Una respuesta integral para proteger la Posidonia oceanica
Imagen de un buceador sembrando posidonia en La Bahía de Talamanca. / La Marina Ibiza
Durante mucho tiempo, el mar ha sido concebido como un espacio resistente y aparentemente capaz de absorber cualquier presión humana. Sin embargo, la ciencia nos ha mostrado que esta percepción es errónea y aquí muy cerca tenemos un claro ejemplo. El Mediterráneo sufre múltiples presiones antrópicas y en las Pitiusas vemos cómo se intensifican las consecuencias, incluso desde hace años nos informan de las señales de agotamiento ecológico en nuestro medio marino. La degradación de los ecosistemas marinos ya no es una amenaza futura pues estamos siendo testigos de como avanza de forma silenciosa, acumulativa y, en muchas ocasiones, difícilmente reversible.

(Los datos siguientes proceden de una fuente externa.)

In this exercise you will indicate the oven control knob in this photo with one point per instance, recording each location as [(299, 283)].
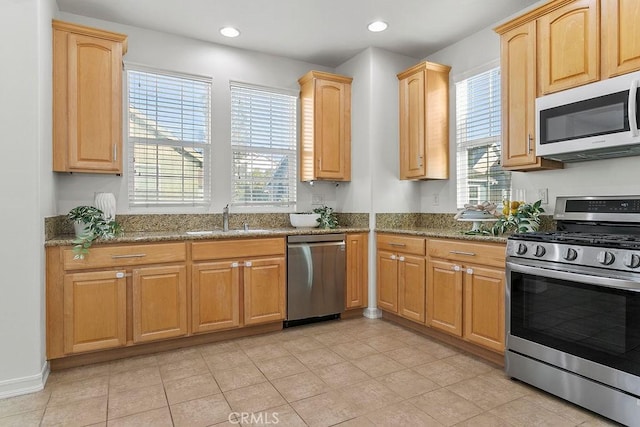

Y, entre los ecosistemas más afectados vemos como las praderas de Posidonia oceanica están en continuo deterioro respondiendo a múltiples factores de origen humano: fondeos incontrolados, tráfico marítimo intensivo, vertidos contaminantes, determinadas prácticas pesqueras, construcción litoral o incremento de temperaturas asociado al cambio climático. Muchos de estos daños no generan titulares ni imágenes que causen conmoción en la sociedad. Son impactos físicos y contaminantes acumulativos que van erosionando lentamente el equilibrio ecológico del........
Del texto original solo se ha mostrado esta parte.